Make CI build chunks in Redis compatible with Redis Cluster
https://docs.gitlab.com/ee/administration/job_logs.html#new-incremental-logging-architecture describes a new logging architecture, where we append CI job logs in Redis while the job is running, then archive from Redis to object storage when it finishes.
This is not currently enabled on GitLab.com, but we're working on that in #34781 (closed) and the related issues.
Currently, the key names are not compatible with Redis Cluster. We aren't currently planning to use Redis Cluster (gitlab-com/gl-infra&211 (comment 364207522)), but if we do want that option in future, it would be good to get new large uses of multi-key commands addressed early (we are adding a validator for this in gitlab-com/gl-infra/scalability#305 (closed)). In this case, as the feature is not live yet, it could be a good candidate.

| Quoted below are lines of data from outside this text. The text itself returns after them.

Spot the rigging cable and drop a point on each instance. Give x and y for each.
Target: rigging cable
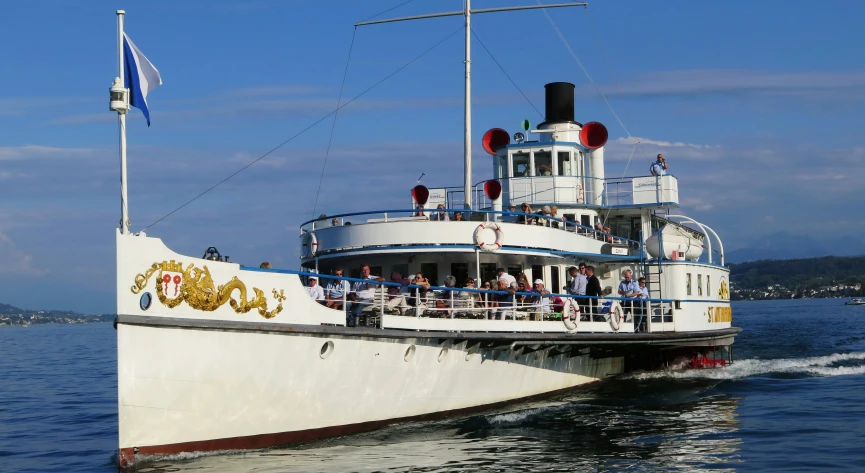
(597, 89)
(613, 77)
(339, 100)
(506, 74)
(333, 126)
(313, 124)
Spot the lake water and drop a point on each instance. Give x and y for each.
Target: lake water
(794, 400)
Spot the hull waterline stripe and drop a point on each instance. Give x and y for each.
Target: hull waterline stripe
(641, 338)
(252, 442)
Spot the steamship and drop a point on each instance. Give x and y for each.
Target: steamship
(215, 355)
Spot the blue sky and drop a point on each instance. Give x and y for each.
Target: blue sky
(758, 107)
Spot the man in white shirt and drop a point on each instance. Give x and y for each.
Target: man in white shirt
(336, 290)
(659, 167)
(365, 293)
(512, 281)
(577, 286)
(314, 290)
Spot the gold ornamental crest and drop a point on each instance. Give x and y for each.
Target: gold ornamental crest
(174, 284)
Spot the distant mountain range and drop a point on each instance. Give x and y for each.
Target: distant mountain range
(11, 315)
(783, 246)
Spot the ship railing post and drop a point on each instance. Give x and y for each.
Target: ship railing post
(453, 312)
(381, 299)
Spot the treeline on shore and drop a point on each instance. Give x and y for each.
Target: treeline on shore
(827, 276)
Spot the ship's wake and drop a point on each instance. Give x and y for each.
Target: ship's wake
(837, 364)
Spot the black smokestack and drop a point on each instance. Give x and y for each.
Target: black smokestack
(560, 102)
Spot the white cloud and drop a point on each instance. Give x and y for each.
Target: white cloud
(15, 261)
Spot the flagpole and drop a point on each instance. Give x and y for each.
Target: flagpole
(121, 117)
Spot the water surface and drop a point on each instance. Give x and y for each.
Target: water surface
(794, 400)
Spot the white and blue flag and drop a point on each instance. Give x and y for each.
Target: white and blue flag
(140, 76)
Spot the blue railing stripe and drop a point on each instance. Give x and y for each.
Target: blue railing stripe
(455, 289)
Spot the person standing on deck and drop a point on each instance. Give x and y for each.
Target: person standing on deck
(593, 289)
(659, 167)
(365, 293)
(628, 289)
(577, 287)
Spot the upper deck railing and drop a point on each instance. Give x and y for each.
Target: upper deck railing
(576, 190)
(413, 306)
(401, 215)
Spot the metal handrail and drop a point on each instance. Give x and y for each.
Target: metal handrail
(549, 219)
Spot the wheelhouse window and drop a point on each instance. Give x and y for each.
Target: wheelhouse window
(521, 166)
(543, 163)
(564, 162)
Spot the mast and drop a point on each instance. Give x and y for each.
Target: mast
(467, 138)
(121, 118)
(467, 12)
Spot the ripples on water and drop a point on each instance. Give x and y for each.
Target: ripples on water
(792, 401)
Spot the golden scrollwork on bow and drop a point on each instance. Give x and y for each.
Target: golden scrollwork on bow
(174, 284)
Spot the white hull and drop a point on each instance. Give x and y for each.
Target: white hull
(181, 387)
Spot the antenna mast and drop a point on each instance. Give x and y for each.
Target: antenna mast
(468, 12)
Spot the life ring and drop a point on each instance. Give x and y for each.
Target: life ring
(479, 241)
(571, 310)
(616, 316)
(310, 244)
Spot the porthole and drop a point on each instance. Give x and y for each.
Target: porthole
(146, 300)
(409, 353)
(326, 350)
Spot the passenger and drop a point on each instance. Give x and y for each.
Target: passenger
(504, 302)
(397, 296)
(593, 289)
(526, 219)
(555, 220)
(419, 295)
(440, 215)
(336, 290)
(641, 308)
(512, 281)
(522, 278)
(541, 300)
(508, 217)
(522, 299)
(448, 296)
(629, 290)
(659, 167)
(364, 293)
(315, 291)
(543, 216)
(577, 287)
(473, 297)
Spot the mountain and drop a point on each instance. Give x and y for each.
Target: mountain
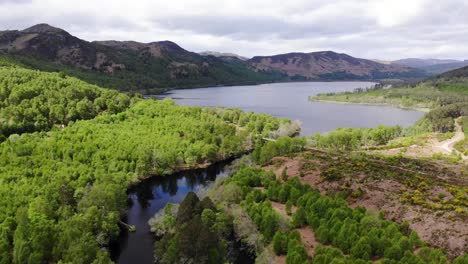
(222, 54)
(461, 73)
(329, 65)
(125, 65)
(432, 66)
(421, 63)
(157, 66)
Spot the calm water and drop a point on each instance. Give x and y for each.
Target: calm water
(150, 196)
(282, 100)
(291, 100)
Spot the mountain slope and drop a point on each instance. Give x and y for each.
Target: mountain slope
(128, 66)
(328, 65)
(461, 73)
(421, 63)
(441, 68)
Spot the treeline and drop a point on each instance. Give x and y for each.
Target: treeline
(197, 232)
(355, 138)
(345, 235)
(446, 99)
(62, 192)
(442, 118)
(36, 101)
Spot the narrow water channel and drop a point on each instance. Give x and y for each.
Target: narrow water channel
(150, 196)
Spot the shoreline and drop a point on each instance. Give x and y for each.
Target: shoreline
(420, 109)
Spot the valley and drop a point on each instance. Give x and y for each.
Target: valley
(130, 152)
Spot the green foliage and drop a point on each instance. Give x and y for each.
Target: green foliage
(36, 101)
(280, 243)
(200, 234)
(346, 139)
(353, 235)
(282, 146)
(83, 171)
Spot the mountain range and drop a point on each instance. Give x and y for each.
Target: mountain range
(156, 66)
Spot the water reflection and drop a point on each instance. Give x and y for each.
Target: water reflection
(148, 197)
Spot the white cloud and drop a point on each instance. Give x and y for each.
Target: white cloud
(384, 29)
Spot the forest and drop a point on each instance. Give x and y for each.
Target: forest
(344, 235)
(63, 188)
(444, 100)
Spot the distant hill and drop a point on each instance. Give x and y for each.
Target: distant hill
(157, 66)
(461, 73)
(432, 66)
(222, 54)
(125, 65)
(329, 65)
(419, 63)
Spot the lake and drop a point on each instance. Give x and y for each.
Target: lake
(149, 196)
(282, 100)
(291, 100)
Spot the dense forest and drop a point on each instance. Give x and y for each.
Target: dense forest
(444, 99)
(243, 203)
(36, 101)
(63, 190)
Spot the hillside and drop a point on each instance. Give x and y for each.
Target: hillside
(458, 73)
(128, 66)
(432, 66)
(328, 65)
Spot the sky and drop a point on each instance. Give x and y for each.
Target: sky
(374, 29)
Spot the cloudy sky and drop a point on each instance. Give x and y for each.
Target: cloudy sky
(378, 29)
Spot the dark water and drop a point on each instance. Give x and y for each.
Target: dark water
(282, 100)
(149, 197)
(291, 100)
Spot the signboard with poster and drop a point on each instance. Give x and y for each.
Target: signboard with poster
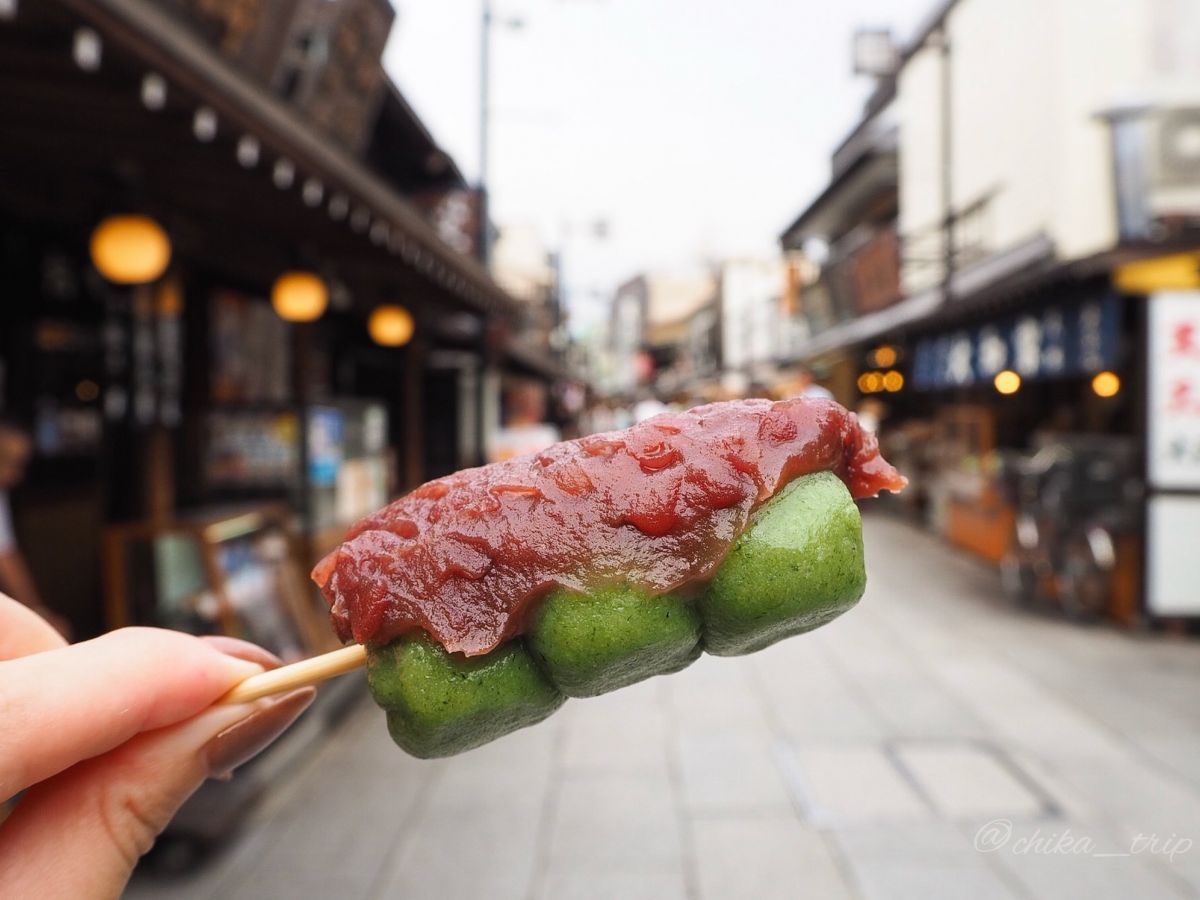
(1174, 402)
(1173, 451)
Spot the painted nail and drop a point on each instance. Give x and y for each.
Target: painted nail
(244, 741)
(244, 651)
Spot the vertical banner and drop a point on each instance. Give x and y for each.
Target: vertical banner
(1173, 520)
(1174, 402)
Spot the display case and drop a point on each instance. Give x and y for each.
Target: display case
(231, 571)
(966, 502)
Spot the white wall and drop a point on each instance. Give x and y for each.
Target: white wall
(1029, 79)
(750, 312)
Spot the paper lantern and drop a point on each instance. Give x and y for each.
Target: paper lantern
(130, 249)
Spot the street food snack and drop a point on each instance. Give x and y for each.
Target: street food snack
(489, 597)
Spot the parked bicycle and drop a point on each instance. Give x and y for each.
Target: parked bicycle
(1075, 498)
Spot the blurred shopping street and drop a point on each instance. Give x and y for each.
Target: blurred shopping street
(933, 743)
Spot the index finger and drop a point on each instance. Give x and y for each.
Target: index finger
(23, 631)
(76, 702)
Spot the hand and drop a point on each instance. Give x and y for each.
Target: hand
(108, 738)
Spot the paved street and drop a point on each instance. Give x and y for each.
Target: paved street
(933, 743)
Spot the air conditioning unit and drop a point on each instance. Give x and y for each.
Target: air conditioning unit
(1173, 167)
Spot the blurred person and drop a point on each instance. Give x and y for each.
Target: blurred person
(105, 741)
(16, 580)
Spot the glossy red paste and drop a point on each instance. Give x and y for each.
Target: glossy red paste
(658, 505)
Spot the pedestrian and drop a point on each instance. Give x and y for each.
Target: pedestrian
(105, 739)
(16, 580)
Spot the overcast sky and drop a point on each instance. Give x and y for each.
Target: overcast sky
(697, 129)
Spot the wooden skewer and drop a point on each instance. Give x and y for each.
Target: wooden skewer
(298, 675)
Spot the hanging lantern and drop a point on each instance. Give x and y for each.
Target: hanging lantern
(390, 325)
(299, 297)
(130, 250)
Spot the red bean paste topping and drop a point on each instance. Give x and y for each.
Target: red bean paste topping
(657, 505)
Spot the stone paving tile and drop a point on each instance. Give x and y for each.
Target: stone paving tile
(934, 861)
(1060, 859)
(622, 883)
(729, 771)
(967, 780)
(610, 820)
(852, 784)
(768, 857)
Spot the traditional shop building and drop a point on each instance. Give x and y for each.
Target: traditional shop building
(313, 333)
(241, 309)
(993, 243)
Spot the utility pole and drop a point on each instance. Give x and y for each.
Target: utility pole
(485, 61)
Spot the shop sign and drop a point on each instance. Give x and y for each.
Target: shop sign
(1174, 402)
(1054, 342)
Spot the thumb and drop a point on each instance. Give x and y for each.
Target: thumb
(81, 833)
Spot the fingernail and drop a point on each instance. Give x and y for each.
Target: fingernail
(244, 741)
(244, 651)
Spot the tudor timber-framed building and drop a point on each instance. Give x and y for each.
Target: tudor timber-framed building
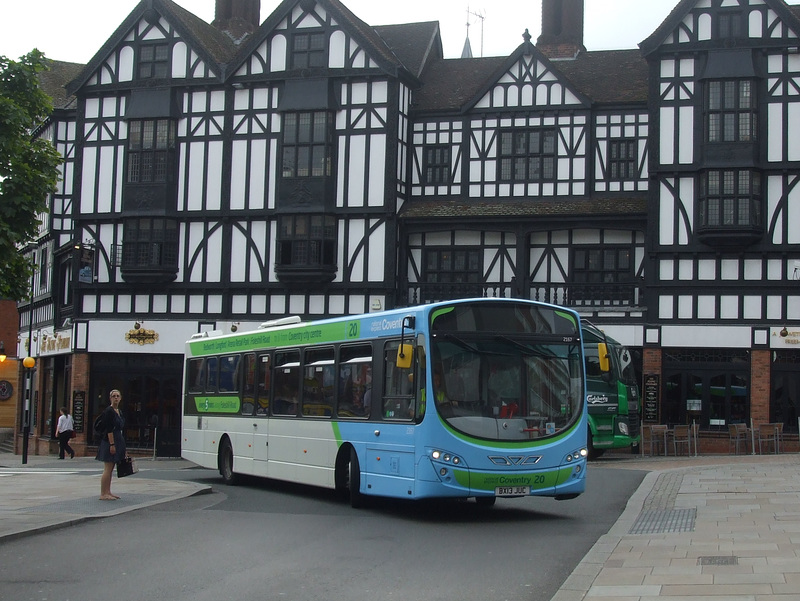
(217, 175)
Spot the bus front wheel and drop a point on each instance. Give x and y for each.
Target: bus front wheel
(354, 481)
(226, 461)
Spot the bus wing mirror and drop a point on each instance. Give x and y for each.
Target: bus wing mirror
(405, 354)
(602, 353)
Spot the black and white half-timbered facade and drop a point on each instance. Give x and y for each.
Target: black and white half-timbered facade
(217, 175)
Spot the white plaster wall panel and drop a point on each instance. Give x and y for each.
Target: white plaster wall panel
(686, 142)
(774, 307)
(240, 168)
(355, 231)
(685, 307)
(665, 307)
(729, 307)
(180, 58)
(775, 210)
(752, 269)
(666, 270)
(355, 171)
(706, 307)
(666, 235)
(239, 250)
(195, 187)
(794, 140)
(126, 63)
(278, 54)
(793, 213)
(88, 174)
(376, 174)
(775, 129)
(667, 136)
(378, 252)
(752, 307)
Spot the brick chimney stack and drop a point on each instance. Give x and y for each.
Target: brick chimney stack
(562, 29)
(237, 18)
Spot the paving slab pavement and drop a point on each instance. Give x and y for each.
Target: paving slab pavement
(708, 528)
(48, 493)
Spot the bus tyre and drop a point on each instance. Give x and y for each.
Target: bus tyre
(226, 462)
(354, 481)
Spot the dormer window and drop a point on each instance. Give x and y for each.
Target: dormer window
(154, 61)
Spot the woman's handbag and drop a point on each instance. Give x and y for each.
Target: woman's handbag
(126, 467)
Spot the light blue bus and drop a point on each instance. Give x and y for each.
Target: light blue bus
(476, 398)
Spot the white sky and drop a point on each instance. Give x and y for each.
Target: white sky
(74, 30)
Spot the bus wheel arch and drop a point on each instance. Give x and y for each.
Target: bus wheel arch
(225, 461)
(348, 476)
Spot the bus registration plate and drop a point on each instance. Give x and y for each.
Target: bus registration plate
(512, 491)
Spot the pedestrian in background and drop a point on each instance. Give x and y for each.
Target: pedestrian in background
(64, 430)
(112, 444)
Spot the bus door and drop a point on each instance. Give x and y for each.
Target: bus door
(390, 463)
(258, 374)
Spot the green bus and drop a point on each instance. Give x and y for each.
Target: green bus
(612, 393)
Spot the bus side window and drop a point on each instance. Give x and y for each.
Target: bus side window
(264, 376)
(398, 400)
(195, 375)
(287, 382)
(248, 384)
(229, 373)
(355, 381)
(213, 376)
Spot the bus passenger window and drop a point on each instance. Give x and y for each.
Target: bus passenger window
(318, 381)
(195, 375)
(264, 373)
(399, 398)
(229, 373)
(213, 375)
(248, 384)
(355, 381)
(287, 383)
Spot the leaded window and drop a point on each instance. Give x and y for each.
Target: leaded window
(151, 143)
(436, 164)
(307, 241)
(731, 114)
(306, 145)
(150, 244)
(527, 155)
(154, 61)
(623, 159)
(730, 198)
(309, 50)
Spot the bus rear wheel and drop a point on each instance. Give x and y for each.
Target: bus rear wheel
(226, 462)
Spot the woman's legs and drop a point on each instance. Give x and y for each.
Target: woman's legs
(105, 482)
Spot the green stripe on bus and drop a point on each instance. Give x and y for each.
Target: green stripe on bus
(217, 404)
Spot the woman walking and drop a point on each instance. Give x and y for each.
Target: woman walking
(64, 433)
(112, 444)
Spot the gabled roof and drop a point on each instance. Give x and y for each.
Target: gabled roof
(605, 77)
(649, 45)
(415, 44)
(503, 209)
(207, 41)
(367, 36)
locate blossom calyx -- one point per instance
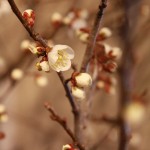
(59, 57)
(78, 93)
(81, 79)
(29, 16)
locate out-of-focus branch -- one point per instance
(63, 123)
(93, 36)
(38, 38)
(126, 71)
(97, 145)
(103, 118)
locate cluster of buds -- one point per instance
(79, 82)
(83, 34)
(58, 57)
(75, 19)
(68, 147)
(29, 16)
(107, 83)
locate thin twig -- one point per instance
(93, 36)
(63, 123)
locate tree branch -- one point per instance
(93, 36)
(63, 123)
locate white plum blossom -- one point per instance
(59, 57)
(78, 93)
(83, 80)
(45, 66)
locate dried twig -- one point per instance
(93, 36)
(63, 123)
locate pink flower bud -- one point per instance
(29, 16)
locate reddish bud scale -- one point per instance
(73, 81)
(85, 30)
(44, 59)
(2, 135)
(110, 66)
(56, 24)
(29, 17)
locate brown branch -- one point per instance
(104, 119)
(38, 38)
(68, 94)
(63, 123)
(93, 36)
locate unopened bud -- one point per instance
(29, 16)
(78, 93)
(56, 19)
(41, 81)
(110, 66)
(45, 66)
(83, 14)
(83, 80)
(105, 32)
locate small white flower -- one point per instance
(106, 32)
(32, 48)
(56, 17)
(78, 93)
(17, 74)
(45, 66)
(41, 81)
(83, 80)
(59, 57)
(66, 147)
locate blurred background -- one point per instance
(28, 125)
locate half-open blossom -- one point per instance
(83, 80)
(29, 16)
(78, 93)
(59, 57)
(45, 66)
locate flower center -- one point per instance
(62, 58)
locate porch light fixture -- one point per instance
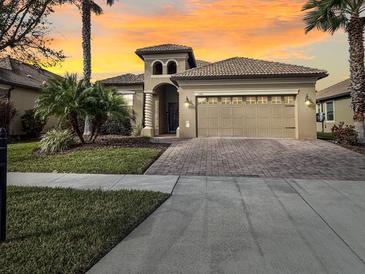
(187, 102)
(308, 101)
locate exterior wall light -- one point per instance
(187, 102)
(308, 101)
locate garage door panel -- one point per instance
(237, 112)
(246, 120)
(263, 111)
(226, 123)
(237, 123)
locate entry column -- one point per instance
(148, 115)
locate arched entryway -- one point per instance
(166, 109)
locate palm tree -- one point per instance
(104, 103)
(330, 16)
(88, 6)
(64, 98)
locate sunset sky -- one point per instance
(216, 29)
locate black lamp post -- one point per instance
(3, 170)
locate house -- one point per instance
(334, 103)
(21, 84)
(236, 97)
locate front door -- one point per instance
(172, 117)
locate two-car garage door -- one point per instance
(246, 116)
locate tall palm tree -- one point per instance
(330, 16)
(87, 7)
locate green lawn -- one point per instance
(117, 160)
(68, 231)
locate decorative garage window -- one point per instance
(289, 100)
(330, 113)
(276, 100)
(237, 100)
(226, 100)
(251, 100)
(202, 100)
(262, 100)
(213, 100)
(128, 99)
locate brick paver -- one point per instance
(273, 158)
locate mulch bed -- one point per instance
(359, 148)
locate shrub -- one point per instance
(345, 134)
(137, 130)
(7, 113)
(117, 126)
(56, 140)
(32, 124)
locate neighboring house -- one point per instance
(334, 103)
(236, 97)
(21, 84)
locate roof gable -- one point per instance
(336, 90)
(21, 74)
(240, 67)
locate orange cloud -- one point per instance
(216, 29)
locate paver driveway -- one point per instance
(268, 158)
(248, 225)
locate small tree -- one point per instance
(102, 104)
(24, 30)
(331, 16)
(64, 98)
(7, 113)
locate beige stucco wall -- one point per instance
(138, 99)
(24, 99)
(342, 113)
(305, 116)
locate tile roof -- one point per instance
(337, 90)
(125, 79)
(168, 48)
(240, 67)
(13, 72)
(163, 48)
(200, 63)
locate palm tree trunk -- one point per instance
(355, 31)
(86, 49)
(86, 38)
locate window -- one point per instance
(226, 100)
(157, 68)
(289, 100)
(262, 100)
(171, 67)
(213, 100)
(251, 100)
(128, 99)
(330, 112)
(237, 100)
(202, 100)
(276, 100)
(318, 108)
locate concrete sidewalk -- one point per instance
(248, 225)
(158, 183)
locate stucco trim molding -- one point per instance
(126, 91)
(248, 92)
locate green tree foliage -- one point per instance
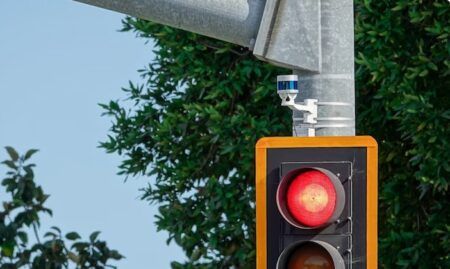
(194, 121)
(20, 217)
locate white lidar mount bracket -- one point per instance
(287, 89)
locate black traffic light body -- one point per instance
(348, 237)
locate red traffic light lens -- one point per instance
(310, 256)
(311, 198)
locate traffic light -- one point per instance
(316, 202)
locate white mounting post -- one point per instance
(287, 89)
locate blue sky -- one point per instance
(58, 60)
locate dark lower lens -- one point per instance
(310, 256)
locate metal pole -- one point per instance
(235, 21)
(334, 85)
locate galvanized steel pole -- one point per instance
(313, 37)
(234, 21)
(334, 85)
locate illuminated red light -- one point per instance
(311, 198)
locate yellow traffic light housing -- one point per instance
(316, 202)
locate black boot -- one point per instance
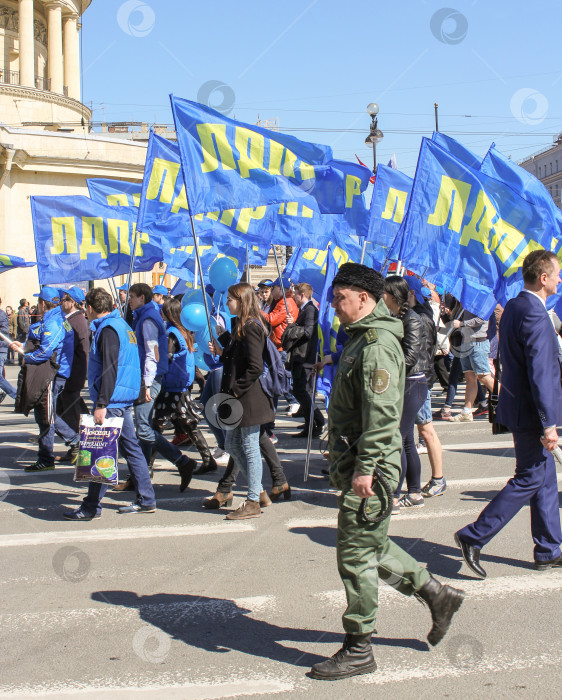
(185, 466)
(354, 658)
(198, 439)
(443, 602)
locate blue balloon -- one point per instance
(222, 274)
(193, 317)
(200, 362)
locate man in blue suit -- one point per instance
(529, 404)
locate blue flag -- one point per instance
(328, 325)
(457, 150)
(228, 164)
(523, 183)
(310, 264)
(78, 239)
(114, 193)
(468, 232)
(9, 262)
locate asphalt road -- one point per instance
(184, 604)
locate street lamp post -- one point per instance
(375, 136)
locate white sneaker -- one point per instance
(221, 457)
(462, 417)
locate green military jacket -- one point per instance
(366, 402)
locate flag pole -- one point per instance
(310, 426)
(280, 280)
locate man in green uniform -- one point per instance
(364, 418)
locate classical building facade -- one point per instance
(46, 146)
(546, 165)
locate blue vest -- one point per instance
(127, 384)
(181, 369)
(148, 311)
(67, 350)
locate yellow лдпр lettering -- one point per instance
(162, 181)
(352, 189)
(395, 205)
(64, 230)
(453, 195)
(251, 146)
(481, 222)
(118, 236)
(93, 238)
(209, 134)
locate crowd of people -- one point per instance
(397, 337)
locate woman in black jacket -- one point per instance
(395, 296)
(241, 416)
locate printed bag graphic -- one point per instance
(97, 457)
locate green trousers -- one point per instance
(365, 552)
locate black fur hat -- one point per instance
(355, 275)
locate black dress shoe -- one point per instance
(353, 659)
(555, 563)
(471, 555)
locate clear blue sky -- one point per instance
(492, 65)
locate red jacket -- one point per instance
(278, 318)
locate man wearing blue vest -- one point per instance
(153, 353)
(53, 334)
(114, 384)
(529, 404)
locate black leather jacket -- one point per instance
(416, 344)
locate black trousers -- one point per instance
(269, 453)
(304, 390)
(440, 367)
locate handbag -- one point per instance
(497, 428)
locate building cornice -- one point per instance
(52, 97)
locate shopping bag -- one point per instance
(97, 454)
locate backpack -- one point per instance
(23, 320)
(275, 380)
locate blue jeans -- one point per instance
(243, 444)
(4, 383)
(47, 430)
(148, 437)
(130, 449)
(212, 387)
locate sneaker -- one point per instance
(462, 417)
(79, 514)
(412, 500)
(136, 508)
(39, 467)
(221, 457)
(181, 439)
(434, 487)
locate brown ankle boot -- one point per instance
(219, 500)
(248, 509)
(126, 485)
(277, 491)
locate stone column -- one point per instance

The problem with Redis Cluster compatibility here is that we perform multi-key operations on keys that would hash to different slots. One example is in Ci::BuildTraceChunks::Redis#delete_keys
, where we can delete multiple keys at once. Those keys look like this:
"gitlab:ci:trace:#{build_id.to_i}:chunks:#{chunk_index.to_i}"
It's actually not clear to me when we'd call this with multiple keys, apart from in specs. If the keys are always for the same build ID (as in the specs), to make this compatible with Redis Cluster would just be a case of wrapping the common elements in curly braces:
"{gitlab:ci:trace:#{build_id.to_i}}:chunks:#{chunk_index.to_i}"
The potential issues there are:
- Do we need to migrate any existing keys to this new format if we change it? My hope is that the off-by-default nature of this means we don't, but maybe that's too optimistic.
- Is my assumption that this is always for the same build ID correct?